Autor: yogy  godzina: 19:47
pewnie dostały cynk ze na starej grobli są załozone podsłuchy i będą tam inwigilowane przez spec służby hehe :) pozdrawiam Paweł Darz Bór !

Autor: Vulpes silvestris  godzina: 20:02
Ad yogy dobre! DB!

Autor: jurek123  godzina: 20:02
Kiedyś chodząc za kozłem zastał mnie zmrok na polu przy kępie drzew .W bardzo krótkim czasie zaczęło ciągnąć nad głową stadkami tak ponad pół tysiąca kaczek.Wszystkie siadały na położonym nieopodal ściernisku jęcznienia.Zadowolony że odkryłem nową trasę ciągów i nowe miejcse zlotów zadzwoniłem do kolegi by się umówić na wieczorne zloty. Kolega miał wolny wieczór dopiero za trzy dni. Jak przyjechaliśmy w bojowych nastrojach ja zająłem stanowisko na przelocie kolega zaś na jęczmieniu. Klapa była niesamowita ,ja nie strzeliłem nic bo nic nie leciało a kolega strzelał dwa razy do jakiś zabłąkanych kiedy już było bardzo ciemno. Przyznam sie że do tej pory zawsze trasy kaczek na zlotach mogły się różnić o jakieś 100m ale żeby nagle zmieniły. Prawdopodobnie znalazły nowe żerowisko.Piękne i długie zloty obserwowałem kiedyś na dużych polach po skoszonej kukurydzy. Pozyskałem na nich sporo kaczek. Do takich polowań niezbędny jest dobry pies bo kaczki widać na tle nieba ale na ziemi jest czarno i bez psa nie do podniesienia. Pozdrawiam

Autor: Leszek_1983  godzina: 21:55
A ja niechwaląc sie po dzisiejszym zlocie przywiozłem do domu 10 kaczuszek :) Kaczuchy ciągneły ze wszystkich stron , oczko niewielkie na sciernisku po pszenicy . Pozdrawiam i DB

Autor: werych  godzina: 22:34
Jezioro Krzesińskie (woj. lubuskie) byłem z Szanownym Kol. Jackiem na zlotach. W piątek eldorado, Udra nie nadążała przynosić, sobota może z 10 kaczek przeleciało. pozdrawiam!!

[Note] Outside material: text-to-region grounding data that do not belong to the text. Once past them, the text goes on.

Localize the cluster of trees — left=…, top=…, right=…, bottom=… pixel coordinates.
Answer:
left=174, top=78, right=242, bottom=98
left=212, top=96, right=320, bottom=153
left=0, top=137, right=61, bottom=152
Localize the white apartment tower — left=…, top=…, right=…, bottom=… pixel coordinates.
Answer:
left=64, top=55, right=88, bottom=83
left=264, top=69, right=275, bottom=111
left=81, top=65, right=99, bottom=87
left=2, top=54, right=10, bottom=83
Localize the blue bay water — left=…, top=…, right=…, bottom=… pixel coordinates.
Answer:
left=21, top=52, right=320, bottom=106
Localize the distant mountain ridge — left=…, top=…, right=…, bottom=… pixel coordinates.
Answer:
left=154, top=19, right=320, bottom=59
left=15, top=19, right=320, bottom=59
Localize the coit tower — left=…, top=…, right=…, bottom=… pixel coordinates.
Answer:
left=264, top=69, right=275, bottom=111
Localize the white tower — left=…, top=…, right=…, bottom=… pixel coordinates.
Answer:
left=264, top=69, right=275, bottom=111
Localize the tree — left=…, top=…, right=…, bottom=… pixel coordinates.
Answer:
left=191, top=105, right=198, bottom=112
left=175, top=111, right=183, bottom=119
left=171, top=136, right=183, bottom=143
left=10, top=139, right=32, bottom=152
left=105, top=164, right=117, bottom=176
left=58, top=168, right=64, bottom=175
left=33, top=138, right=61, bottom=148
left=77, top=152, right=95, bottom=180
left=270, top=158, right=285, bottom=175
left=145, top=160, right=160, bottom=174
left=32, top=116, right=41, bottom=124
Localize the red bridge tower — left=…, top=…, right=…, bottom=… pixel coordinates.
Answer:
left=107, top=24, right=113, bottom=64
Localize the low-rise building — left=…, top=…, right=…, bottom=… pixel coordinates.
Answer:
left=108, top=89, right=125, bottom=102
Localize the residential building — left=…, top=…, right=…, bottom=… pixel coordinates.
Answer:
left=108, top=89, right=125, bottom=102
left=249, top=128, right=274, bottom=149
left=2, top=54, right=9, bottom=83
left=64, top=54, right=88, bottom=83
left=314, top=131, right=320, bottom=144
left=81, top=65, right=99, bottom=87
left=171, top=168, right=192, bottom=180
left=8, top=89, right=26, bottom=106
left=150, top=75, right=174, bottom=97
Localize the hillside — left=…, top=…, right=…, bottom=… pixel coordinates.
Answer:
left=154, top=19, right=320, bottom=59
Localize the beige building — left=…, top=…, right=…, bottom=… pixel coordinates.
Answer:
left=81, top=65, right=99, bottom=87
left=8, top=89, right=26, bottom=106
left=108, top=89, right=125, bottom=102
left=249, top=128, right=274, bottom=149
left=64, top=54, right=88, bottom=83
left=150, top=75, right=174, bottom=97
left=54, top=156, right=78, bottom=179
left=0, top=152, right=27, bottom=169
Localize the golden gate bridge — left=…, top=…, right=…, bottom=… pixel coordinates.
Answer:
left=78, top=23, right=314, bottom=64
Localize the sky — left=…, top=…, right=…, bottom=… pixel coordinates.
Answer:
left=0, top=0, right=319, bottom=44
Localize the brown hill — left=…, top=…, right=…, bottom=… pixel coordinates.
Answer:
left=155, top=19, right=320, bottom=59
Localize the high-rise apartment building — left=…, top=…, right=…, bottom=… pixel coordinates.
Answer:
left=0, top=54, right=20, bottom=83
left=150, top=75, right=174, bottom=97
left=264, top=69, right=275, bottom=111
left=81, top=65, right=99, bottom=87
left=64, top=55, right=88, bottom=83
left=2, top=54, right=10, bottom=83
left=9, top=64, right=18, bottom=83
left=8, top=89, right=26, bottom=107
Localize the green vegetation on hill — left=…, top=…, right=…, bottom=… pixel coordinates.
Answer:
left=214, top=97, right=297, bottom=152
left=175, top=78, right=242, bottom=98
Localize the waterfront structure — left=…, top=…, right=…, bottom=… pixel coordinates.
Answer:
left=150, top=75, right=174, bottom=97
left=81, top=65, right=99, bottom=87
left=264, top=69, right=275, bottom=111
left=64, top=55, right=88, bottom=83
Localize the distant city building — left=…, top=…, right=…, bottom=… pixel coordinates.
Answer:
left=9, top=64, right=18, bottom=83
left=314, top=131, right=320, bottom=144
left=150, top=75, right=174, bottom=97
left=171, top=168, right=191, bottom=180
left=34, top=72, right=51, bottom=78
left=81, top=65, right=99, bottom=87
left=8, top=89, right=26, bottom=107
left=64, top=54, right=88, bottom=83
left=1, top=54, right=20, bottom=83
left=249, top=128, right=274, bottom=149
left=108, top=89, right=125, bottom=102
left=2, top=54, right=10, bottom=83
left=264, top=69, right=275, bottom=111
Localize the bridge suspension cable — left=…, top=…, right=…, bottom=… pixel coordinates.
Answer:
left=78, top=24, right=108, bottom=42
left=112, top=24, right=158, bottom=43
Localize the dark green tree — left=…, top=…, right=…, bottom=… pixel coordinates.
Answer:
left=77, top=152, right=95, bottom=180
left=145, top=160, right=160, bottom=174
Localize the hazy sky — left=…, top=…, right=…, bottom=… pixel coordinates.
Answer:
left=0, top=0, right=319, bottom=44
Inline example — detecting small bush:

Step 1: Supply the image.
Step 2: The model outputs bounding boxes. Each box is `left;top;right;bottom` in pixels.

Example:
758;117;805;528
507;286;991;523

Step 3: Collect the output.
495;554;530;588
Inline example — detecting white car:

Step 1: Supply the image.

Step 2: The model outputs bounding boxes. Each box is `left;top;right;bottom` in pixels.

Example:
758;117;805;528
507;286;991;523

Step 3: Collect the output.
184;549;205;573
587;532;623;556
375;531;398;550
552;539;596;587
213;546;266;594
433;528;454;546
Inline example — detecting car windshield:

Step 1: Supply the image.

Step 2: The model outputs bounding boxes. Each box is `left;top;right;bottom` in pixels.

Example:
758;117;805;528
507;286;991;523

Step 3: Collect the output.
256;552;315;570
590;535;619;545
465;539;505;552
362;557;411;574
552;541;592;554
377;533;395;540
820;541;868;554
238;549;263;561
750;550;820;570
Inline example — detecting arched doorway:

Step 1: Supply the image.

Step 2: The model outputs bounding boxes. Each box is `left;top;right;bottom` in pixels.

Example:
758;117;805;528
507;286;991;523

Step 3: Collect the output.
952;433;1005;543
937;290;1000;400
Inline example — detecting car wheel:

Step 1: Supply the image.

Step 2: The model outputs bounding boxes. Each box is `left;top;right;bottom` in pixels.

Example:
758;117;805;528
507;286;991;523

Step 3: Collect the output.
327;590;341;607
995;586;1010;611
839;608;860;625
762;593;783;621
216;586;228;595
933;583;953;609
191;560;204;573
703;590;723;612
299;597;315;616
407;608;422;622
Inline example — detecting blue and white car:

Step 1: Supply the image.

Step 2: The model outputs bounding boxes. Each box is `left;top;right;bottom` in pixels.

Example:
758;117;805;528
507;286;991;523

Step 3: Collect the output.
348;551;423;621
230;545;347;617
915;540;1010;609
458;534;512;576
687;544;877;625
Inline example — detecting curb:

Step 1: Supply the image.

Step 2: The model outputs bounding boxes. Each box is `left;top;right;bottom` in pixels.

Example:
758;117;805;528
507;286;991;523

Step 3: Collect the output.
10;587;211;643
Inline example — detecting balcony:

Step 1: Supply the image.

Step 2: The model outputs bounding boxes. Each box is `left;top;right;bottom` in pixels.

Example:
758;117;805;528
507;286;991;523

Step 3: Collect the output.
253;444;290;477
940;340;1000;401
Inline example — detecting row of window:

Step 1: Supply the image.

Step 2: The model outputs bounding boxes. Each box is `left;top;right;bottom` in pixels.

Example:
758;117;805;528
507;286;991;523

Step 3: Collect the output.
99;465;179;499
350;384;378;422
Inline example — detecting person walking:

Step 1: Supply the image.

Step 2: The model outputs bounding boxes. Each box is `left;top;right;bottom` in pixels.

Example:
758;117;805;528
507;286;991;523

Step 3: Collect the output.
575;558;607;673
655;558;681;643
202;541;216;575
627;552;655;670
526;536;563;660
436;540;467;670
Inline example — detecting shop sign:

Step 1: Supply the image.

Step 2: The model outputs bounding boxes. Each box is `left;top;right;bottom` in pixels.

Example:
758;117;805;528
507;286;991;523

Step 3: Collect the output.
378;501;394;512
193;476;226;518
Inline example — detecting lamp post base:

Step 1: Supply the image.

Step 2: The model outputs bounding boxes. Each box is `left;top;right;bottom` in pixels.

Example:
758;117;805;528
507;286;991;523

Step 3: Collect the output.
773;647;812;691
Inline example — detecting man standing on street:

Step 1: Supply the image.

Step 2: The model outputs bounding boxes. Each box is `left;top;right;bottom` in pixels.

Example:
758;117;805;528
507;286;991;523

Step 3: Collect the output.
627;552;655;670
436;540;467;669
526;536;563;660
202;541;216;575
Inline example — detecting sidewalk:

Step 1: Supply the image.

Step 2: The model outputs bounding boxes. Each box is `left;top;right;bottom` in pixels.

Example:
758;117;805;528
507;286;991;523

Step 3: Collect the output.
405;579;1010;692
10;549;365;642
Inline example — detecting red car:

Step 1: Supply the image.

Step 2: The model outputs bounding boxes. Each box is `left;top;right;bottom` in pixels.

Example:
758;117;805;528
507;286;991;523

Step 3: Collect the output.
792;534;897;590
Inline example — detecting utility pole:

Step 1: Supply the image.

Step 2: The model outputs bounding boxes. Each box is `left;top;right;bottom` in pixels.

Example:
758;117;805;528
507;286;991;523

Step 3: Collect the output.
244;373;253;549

Autor: Piotr Kukier (BT)  godzina: 22:47
U nas podobnie, od kilku lat pierwsze parę dni w sezonie były super zloty, a teraz po kilka strzałów i po jednej kaczuszce... Ale wiem jaka jest przyczyna: wyższy stan wody i pokarm mniej dostępny dla krzyżówek, które w zasadzie nie nurkują... Na zlotach pozyskałem za to czernice... Czekam, aż będzie spuszczana woda ze stawów, wtedy na błocko powinno ciągna więcej kaczek... pozdrawiam, DB!!